Fraternities and sororities had become synonymous with the American college campuses since Phi Beta Kappa was founded at William and Mary College in Virginia in 1776. Phi Beta Kappa was the Greek motto for "Love of wisdom, guide of life." The Greek-letter name fraternity was thought to have originated from the Flat Hat Society which was founded in 1750 and which was a secret society. The typical characteristics of the most present fraternities were oath of secrecy, a badge or key, mottos in Greek, an initiation, a ritual, grip and a handshake. It was understood a fraternity or sorority (a women's fraternity or secret sisterhood such as Pi Beta Phi founded in 1867) was a group of men or women formed by a brotherhood or sisterhood and common goals and aspirations who made lifelong commitment. 

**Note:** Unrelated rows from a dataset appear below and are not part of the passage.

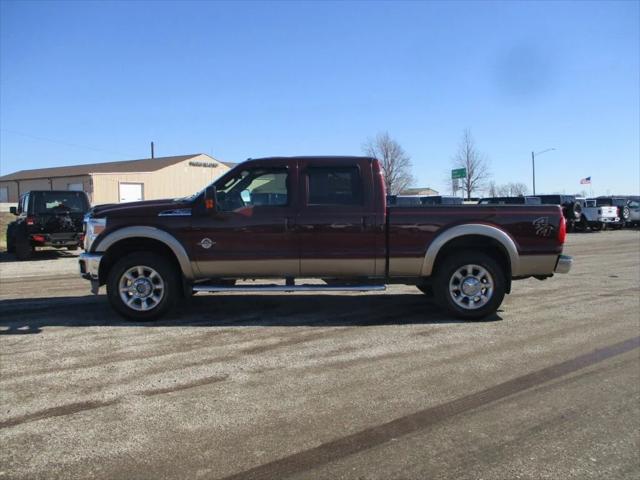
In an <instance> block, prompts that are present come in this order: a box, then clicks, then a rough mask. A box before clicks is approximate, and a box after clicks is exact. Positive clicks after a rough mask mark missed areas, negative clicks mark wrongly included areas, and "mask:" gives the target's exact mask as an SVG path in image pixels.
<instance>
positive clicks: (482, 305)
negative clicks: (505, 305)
mask: <svg viewBox="0 0 640 480" xmlns="http://www.w3.org/2000/svg"><path fill="white" fill-rule="evenodd" d="M467 265H474V266H476V267H481V268H482V269H484V271H485V272H486V273H487V275H484V274H482V273H478V274H477V275H476V273H475V269H473V270H474V272H472V273H469V272H468V271H467V273H466V274H465V275H467V277H466V278H470V277H473V278H478V277H480V278H481V281H480V284H482V285H484V284H483V283H482V282H483V281H484V280H485V279H486V280H488V281H490V282H489V284H492V289H491V290H490V295H489V296H488V298H487V299H486V300H485V303H484V304H481V306H476V307H463V306H461V303H462V304H464V301H463V300H464V298H467V299H469V298H470V297H471V296H474V297H475V298H478V299H479V302H482V297H484V296H485V294H482V290H481V291H479V292H478V293H476V294H470V295H465V294H464V293H462V290H461V289H460V290H459V294H458V295H457V297H458V299H461V300H459V301H458V300H454V296H455V295H454V293H453V292H450V282H451V283H452V288H454V287H455V285H453V284H454V283H455V280H454V278H453V277H454V274H456V273H457V272H458V273H459V272H461V271H465V269H466V266H467ZM462 276H464V275H462ZM483 289H484V287H483ZM505 292H506V280H505V272H504V270H503V269H502V267H501V266H500V264H499V263H498V262H497V261H496V260H495V259H494V258H493V257H491V256H489V255H486V254H484V253H480V252H474V251H471V250H464V251H462V252H459V253H456V254H454V255H450V256H448V257H446V258H445V259H444V260H443V261H442V262H440V263H439V265H438V266H437V267H436V273H435V278H434V283H433V293H434V298H435V301H436V303H437V304H438V306H439V307H440V308H442V309H443V310H444V311H445V312H447V313H449V314H451V315H453V316H455V317H457V318H461V319H464V320H481V319H483V318H485V317H487V316H488V315H491V314H493V313H495V312H496V310H498V307H499V306H500V304H501V303H502V300H503V299H504V295H505ZM471 301H472V300H470V301H469V302H468V303H467V305H469V304H471ZM474 305H475V304H474Z"/></svg>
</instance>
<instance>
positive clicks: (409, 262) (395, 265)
mask: <svg viewBox="0 0 640 480" xmlns="http://www.w3.org/2000/svg"><path fill="white" fill-rule="evenodd" d="M423 261H424V257H391V258H389V276H390V277H419V276H420V270H421V269H422V263H423Z"/></svg>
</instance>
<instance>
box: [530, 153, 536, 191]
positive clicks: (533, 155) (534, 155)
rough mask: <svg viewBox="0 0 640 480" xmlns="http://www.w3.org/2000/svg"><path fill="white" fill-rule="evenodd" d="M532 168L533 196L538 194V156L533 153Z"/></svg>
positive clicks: (532, 156) (531, 158)
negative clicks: (537, 172) (536, 166)
mask: <svg viewBox="0 0 640 480" xmlns="http://www.w3.org/2000/svg"><path fill="white" fill-rule="evenodd" d="M531 168H532V169H533V195H534V196H535V194H536V154H535V153H533V152H531Z"/></svg>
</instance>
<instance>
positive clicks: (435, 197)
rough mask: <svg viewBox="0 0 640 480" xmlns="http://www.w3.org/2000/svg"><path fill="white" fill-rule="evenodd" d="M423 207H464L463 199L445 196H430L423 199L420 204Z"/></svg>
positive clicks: (428, 196) (461, 198)
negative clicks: (459, 206)
mask: <svg viewBox="0 0 640 480" xmlns="http://www.w3.org/2000/svg"><path fill="white" fill-rule="evenodd" d="M420 203H421V204H422V205H462V204H463V199H462V197H451V196H443V195H430V196H428V197H422V200H421V202H420Z"/></svg>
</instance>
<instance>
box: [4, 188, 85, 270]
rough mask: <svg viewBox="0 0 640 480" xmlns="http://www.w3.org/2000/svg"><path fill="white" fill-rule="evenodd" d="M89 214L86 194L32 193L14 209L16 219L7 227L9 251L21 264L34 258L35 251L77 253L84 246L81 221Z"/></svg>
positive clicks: (7, 236)
mask: <svg viewBox="0 0 640 480" xmlns="http://www.w3.org/2000/svg"><path fill="white" fill-rule="evenodd" d="M88 211H89V199H88V198H87V194H86V193H84V192H76V191H67V190H31V191H30V192H27V193H25V194H24V195H22V196H20V201H19V202H18V207H11V213H13V214H14V215H17V217H18V218H17V219H16V220H15V221H14V222H11V223H10V224H9V226H8V227H7V251H9V252H12V253H15V254H16V257H17V258H18V260H28V259H29V258H31V255H32V254H33V252H34V250H35V248H36V247H55V248H67V249H68V250H76V249H77V248H78V246H79V245H81V244H82V240H83V233H82V228H83V224H82V220H83V217H84V215H85V213H87V212H88Z"/></svg>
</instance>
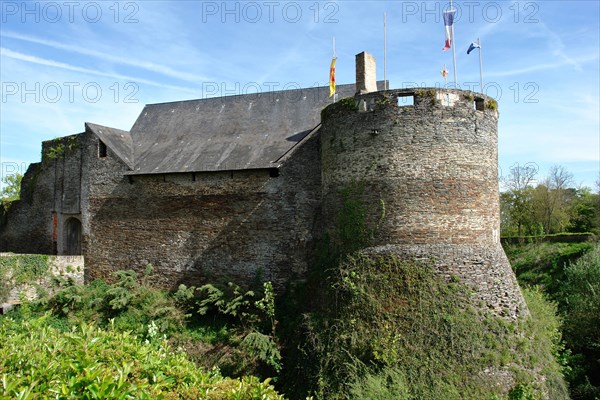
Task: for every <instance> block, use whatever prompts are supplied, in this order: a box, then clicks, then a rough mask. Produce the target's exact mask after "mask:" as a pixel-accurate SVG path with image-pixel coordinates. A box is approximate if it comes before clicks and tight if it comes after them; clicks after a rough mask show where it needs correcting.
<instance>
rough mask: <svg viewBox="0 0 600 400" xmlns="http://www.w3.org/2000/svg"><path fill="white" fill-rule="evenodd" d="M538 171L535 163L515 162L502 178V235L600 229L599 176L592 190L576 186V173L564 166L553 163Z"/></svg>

Back in 1995, one fraternity member wrote to The Daily Gazette, "As a member of a fraternity while I attended college, I can say that being in a fraternity has been one of the most rewarding experiences of my life….When you are part of a brotherhood or sisterhood, you must learn how to trust, to be loyal and to cooperate with others. You learn to deal one-on-one with people as well as how to be part of a team. These lessons are important to young men and women after graduation because they will need to know how to use them when they enter the workforce. Additionally, trust, loyalty and cooperation are important attributes throughout life.…People tend to point out the negative aspects of Greek organizations. The truth is that college campuses without sororities and fraternities still have the problems of hazing and underage drinking. These problems are not exclusive to fraternities and sororities. Other positive aspect of college fraternities and sororities, which is seldom pointed out, is the amount of time and money they donate to charitable organizations. These Greek organizations are the No. 1 fund-raisers for various charities among college student organizations across (the United States). I can attest to this because I served as our fraternity's philanthropist for 2 years." Hazing was said to have started in European universities in the Middle Ages and was first introduced to American campuses in 1700 at Harvard. 

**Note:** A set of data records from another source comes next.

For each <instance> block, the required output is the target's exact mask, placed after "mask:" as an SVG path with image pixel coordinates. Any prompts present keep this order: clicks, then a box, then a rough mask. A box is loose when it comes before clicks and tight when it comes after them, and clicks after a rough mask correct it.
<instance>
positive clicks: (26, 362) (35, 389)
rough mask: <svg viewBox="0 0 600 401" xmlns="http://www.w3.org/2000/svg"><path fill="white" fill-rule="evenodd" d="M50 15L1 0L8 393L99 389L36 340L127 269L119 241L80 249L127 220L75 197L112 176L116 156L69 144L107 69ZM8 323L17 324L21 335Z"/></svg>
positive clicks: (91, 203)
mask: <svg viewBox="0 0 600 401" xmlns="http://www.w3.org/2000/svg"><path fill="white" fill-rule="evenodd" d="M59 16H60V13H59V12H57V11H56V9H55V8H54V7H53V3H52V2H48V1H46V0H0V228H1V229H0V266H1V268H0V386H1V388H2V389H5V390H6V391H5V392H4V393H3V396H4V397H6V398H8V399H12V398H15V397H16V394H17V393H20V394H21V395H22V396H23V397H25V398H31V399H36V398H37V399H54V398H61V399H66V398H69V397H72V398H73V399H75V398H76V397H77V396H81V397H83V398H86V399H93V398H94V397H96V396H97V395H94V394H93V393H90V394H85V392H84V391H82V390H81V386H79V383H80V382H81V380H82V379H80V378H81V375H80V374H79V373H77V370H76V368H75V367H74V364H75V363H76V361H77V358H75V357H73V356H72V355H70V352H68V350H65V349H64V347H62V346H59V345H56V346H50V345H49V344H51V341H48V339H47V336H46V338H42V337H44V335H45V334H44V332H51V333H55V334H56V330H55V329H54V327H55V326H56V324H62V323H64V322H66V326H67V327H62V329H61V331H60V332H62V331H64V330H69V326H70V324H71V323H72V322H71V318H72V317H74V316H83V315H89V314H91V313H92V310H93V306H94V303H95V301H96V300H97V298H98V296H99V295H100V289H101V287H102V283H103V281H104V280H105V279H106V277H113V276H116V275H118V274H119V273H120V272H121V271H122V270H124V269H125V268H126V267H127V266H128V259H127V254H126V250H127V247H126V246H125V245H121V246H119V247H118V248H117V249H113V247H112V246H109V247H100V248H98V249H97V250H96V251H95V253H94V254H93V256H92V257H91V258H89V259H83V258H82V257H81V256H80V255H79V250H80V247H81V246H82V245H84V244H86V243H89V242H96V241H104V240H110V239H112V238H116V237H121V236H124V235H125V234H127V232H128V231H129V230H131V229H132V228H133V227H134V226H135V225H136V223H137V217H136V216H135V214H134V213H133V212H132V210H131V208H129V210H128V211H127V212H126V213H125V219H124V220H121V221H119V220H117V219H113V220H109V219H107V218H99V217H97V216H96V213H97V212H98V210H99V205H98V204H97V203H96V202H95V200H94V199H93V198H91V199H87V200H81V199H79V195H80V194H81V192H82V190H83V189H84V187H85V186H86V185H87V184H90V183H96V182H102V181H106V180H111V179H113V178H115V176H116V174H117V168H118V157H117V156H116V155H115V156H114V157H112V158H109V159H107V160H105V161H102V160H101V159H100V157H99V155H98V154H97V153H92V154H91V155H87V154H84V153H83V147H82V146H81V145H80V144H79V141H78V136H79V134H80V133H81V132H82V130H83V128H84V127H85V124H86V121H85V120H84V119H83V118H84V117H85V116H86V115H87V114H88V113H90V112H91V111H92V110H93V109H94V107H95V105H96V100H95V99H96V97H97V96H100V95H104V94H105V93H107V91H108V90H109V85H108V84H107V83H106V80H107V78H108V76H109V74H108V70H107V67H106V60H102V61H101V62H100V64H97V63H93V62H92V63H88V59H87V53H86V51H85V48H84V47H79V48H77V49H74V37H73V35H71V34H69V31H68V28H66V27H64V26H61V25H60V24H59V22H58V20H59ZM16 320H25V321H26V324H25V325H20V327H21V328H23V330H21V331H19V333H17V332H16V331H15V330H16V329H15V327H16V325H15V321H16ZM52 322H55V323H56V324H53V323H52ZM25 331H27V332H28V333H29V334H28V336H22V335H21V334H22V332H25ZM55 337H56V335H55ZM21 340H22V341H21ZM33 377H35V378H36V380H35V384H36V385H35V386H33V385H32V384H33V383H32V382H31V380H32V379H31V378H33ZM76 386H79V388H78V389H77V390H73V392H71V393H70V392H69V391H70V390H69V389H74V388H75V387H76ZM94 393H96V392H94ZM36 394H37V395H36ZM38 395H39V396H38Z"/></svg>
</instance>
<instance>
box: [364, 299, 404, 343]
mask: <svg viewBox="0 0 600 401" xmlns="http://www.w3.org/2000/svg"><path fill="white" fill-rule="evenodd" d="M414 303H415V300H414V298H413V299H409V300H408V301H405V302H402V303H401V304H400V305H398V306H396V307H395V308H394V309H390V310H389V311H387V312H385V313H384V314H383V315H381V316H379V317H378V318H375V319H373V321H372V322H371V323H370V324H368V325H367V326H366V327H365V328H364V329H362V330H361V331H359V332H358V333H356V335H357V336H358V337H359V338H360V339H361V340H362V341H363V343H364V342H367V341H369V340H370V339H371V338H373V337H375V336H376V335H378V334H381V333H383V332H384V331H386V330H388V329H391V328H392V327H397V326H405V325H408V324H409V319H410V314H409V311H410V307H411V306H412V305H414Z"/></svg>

In 1985 one member of Phi Delta Theta told the press, "What we fight here is the bad image, the 'Animal House' image. There's no doubt we have a good time, but we do a lot of philanthropy as well." Another added, "'Animal House' destroyed us." One member of a fraternity council stated, "Sororities aren't all uppity. It's not 'how much does your father make?' If the girl is genuinely interested and wants to put something into it, she'll get in. I think people are changing. The 'me decade' is over and people seem to want to work as a group. When you join a sorority or a fraternity, you're associated with a group and I think that's what people are looking for…It rounds off your education. It's an important time to grow and you should be able to grow in every possible way: socially and academically."